To address the second research aim, which concerned differences between adults with autism spectrum disorders and adults with Down syndrome in health, functional abilities, literacy, behavior problems, and service usage, we again used MANCOVA. Residential status, level of intellectual disability, and maternal education were controlled in this analysis. Where a significant difference was found with the MANCOVA, we employed subsequent ANCOVAs to test for differences between adults with autism spectrum disorders and those with Down syndrome on the individual variables.

To address our third research aim, which concerned the factors that predicted the overall composite of independence in adult life, we used parallel multiple regressions for adults with autism spectrum disorders and again for adults with Down syndrome. These regressions tested whether the variables in our second aim (health, functional abilities, literacy, behavior problems, and service usage) predicted the composite of overall independence in adult life. Because the measures of receiving services and unmet service needs were not independent of each other, we excluded the unmet service needs from the regression analysis, including only the number of services received (Model 1).
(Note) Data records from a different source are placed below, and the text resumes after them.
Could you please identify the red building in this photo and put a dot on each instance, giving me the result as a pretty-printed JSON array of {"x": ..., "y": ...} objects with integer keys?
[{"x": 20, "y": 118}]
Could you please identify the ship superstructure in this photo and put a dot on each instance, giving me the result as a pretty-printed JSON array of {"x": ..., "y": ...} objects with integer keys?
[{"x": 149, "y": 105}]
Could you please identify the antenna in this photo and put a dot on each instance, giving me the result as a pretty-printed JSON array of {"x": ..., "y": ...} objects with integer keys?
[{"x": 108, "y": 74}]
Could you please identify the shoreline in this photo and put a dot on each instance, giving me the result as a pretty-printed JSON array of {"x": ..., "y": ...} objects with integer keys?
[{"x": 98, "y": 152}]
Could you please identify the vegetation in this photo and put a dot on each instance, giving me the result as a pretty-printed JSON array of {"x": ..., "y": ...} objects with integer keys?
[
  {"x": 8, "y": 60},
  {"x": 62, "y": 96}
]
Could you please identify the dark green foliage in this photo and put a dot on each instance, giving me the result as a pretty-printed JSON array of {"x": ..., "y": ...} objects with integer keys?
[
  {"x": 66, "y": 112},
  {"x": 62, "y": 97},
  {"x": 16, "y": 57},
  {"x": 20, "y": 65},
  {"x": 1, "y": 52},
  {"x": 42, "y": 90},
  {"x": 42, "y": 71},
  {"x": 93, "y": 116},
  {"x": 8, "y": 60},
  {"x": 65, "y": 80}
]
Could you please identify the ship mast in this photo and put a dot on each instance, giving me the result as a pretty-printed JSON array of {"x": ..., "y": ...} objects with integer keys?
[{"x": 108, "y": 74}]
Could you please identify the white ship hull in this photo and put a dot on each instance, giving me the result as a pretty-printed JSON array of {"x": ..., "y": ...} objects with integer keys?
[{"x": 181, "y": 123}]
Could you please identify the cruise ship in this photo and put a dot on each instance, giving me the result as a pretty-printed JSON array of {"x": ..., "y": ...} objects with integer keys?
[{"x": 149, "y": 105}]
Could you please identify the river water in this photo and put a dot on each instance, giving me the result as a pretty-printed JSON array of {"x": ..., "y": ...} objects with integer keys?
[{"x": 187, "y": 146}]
In addition, in an effort to explore whether specific services have a differential association with outcomes, we ran the regression models again, replacing the number of services received with the individual services as predictors (physical therapy, occupational therapy, speech and language therapy, psychological or psychiatric services, personal care assistance, agency sponsored recreational or social activities, transportation services, and income support). Vocational services were not included as a predictor variable because of its overlap with the outcome of independence in adult life. Each service was tested in a separate exploratory model to determine which significantly contributed to the prediction of independence in adult life. We entered individual services that significantly contributed to the prediction of independence in adult life into Model 2, along with health, functional abilities, literacy, and behavior problems. Residential status, level of intellectual disability, and maternal education were controlled in this analysis.

Results

Comparing Groups on Measures of Independence in Adult Life

With our first research aim, we addressed differences between adults with autism spectrum disorders and adults with Down syndrome on three core domains of independence in adult life, namely, residential independence, social contact with friends, and vocational independence. Because of small sample sizes within cells, living independently (n  =  1) or in a hospital or institution (n  =  3) were excluded from the MANCOVA for residential independence. Analyses revealed significant group differences with respect to residential independence, F(3,131)  =  13.49, p < .001, and social contact with friends, F(4,116)  =  4.21, p < .01, but not with respect to vocational independence, F(4,125)  =  1.29, p  =  .28.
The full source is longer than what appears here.